Medical Schools Driving Electronic Health Records Training
It’s a common perception that medical technology – in the operating room, in examinations, and in pharmaceuticals – has the potential to evolve at a rapid rate, and medical schools work hard to ensure future physicians are up-to-date and aware of what’s on the horizon. However, medical schools and professional organizations are now increasingly realizing the value of ensuring that health care providers are familiar with the newest digital asset management tools – like electronic health records (EHRs) – and how they can improve patient care and outcomes.
Easy-to-access and -share digital patient records (often called electronic patient care records of ePCRs) offer a wide range of benefits to physicians, including saving time when recording data, ensuring that records are more accurate and updated, and allowing for easier reviews and reporting. Today’s leading ePCR software can follow a patient throughout the spectrum of care, from his or her ride in an ambulance, to the emergency department, into a hospital stay, and all the way through discharge and follow up. All providers can easily review and update the record along the journey, saving time and headaches in tracking down medical records and handing off to different members of the care team.
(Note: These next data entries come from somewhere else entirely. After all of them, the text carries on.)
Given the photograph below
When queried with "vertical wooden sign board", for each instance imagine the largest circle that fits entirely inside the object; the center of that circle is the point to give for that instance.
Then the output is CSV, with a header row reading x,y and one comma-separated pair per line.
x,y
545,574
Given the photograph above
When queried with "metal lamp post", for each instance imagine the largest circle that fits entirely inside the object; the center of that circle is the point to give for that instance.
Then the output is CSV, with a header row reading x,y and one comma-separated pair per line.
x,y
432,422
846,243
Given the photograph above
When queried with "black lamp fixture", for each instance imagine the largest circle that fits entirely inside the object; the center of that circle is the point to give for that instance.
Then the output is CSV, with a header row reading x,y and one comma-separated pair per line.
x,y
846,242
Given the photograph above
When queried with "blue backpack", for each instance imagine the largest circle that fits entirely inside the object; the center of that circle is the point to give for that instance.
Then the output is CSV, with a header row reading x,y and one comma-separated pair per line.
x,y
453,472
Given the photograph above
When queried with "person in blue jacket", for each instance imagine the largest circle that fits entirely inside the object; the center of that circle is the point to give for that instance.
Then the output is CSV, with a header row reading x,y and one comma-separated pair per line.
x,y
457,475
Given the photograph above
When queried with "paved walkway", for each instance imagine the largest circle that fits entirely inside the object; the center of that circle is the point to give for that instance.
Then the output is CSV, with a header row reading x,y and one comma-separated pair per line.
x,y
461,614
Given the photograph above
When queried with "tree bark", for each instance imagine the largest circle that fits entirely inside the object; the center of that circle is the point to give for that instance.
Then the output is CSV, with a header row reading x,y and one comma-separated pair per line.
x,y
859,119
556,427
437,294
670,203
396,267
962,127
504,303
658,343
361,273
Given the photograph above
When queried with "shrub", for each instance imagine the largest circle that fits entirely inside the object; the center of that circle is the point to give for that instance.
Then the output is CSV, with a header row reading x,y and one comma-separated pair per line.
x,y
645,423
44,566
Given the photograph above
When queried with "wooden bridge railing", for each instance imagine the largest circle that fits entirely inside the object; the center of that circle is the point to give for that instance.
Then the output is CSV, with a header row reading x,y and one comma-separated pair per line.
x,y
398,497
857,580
Similarly, new software tools make it easier for hospitals and EMS agencies to share statistics and data in a review process, helping improve patient care by identifying areas for improvement as well as more easily retrieving metrics required for audits and funding. More accurate and easier reporting help ensure that hospitals and agencies are appropriately staffed and funded to meet the needs they are encountering.
While the benefits of more accurate and accessible records are obvious, there remains a gap in the training on and familiarity with these emerging tools, especially within medical schools. In response, organizations like the American Medical Association (AMA) are actively encouraging more training and formal education on these tools, along with a concerted effort to ensure that already-practicing physicians adopt and model the proper use of the tools in their own practices.
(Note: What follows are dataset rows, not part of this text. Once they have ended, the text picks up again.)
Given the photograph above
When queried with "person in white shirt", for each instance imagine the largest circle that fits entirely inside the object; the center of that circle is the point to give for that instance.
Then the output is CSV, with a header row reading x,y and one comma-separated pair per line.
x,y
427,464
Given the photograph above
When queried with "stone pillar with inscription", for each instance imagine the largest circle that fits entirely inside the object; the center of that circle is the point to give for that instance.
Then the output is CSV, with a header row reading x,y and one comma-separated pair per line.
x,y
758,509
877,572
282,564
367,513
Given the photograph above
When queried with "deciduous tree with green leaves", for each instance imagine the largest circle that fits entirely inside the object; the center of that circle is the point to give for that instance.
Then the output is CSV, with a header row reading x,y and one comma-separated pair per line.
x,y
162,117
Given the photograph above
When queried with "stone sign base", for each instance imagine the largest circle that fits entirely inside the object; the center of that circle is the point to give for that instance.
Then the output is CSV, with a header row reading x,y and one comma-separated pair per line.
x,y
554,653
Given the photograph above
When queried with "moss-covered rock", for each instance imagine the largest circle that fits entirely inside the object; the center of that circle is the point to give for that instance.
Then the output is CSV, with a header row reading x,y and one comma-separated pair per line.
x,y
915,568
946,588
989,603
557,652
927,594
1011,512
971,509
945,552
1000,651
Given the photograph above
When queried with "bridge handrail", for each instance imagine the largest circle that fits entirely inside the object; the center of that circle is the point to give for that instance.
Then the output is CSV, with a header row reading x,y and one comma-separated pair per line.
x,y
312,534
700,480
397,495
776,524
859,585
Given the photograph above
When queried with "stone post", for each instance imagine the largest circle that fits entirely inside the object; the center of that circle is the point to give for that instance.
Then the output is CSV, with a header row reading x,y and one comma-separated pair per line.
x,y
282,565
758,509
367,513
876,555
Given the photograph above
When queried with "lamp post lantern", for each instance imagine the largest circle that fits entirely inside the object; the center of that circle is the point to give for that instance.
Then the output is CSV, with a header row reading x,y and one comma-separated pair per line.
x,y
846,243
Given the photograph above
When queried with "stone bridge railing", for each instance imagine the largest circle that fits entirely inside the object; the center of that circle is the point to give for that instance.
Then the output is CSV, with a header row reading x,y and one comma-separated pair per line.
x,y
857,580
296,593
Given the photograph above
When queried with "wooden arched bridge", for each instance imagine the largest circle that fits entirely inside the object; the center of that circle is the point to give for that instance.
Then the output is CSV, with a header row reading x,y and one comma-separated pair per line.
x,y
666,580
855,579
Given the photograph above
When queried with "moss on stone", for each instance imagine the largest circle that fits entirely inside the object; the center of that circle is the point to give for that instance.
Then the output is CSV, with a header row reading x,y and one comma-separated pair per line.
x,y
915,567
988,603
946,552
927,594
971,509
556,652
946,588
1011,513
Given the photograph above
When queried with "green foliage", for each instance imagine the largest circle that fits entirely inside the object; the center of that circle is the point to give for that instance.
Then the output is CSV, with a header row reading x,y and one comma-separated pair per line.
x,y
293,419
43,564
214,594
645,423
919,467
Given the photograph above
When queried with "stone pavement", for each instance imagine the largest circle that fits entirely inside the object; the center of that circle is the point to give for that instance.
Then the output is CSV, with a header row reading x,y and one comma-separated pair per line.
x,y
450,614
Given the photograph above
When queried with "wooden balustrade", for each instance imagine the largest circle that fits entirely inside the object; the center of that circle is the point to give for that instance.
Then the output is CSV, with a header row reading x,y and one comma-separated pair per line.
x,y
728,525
In 2013, the AMA launched its Accelerating Change in Medical Education initiative, focusing on improving how medical students are trained to deliver care in the modern health care system. As a part of the initiative to imagine the “medical school of the future”, the AMA has awarded $12.5 million in grants to 32 leading medical schools to develop innovative curricula that can be shared with schools across the country. According to the AMA, these models are already supporting training for more than 19,000 medical students who will one day care for 33 million patients annually.
Some of the obstacles faced by proponents of the new digital tools are concerns that their use will somehow cause physicians to focus more on the software tools than interacting with the patient themselves. Others see a lack of proper modeling – that is, familiarity with and consistent use of the EHR tools – from senior physicians, other members of the health care team, and medical school faculty. In response, the AMA has also directed funds to encourage hospitals to provide continuing education for staff on the use of emerging EHR tools to help address this problem.
Recent studies on the effectiveness of EHR tools are suggesting that by reviewing the proper criteria, numerous benefits become apparent in the use of digital tools. In fact, a recent paper in the Journal of the American Medical Informative Association showed that the use of digital health information exchange (HIE) results in fewer duplicated procedures, reduced imaging, lower costs, and improved patient safety. These factors all help drive down the cost of health care for providers, institutions, and insurance companies.
Thank to the efforts of the AMA and other like-minded professionals and educators, tomorrow’s physicians will enter the field ready to utilize the many benefits of digital health care records, allowing them more time on focusing on increasing positive outcomes for their patients.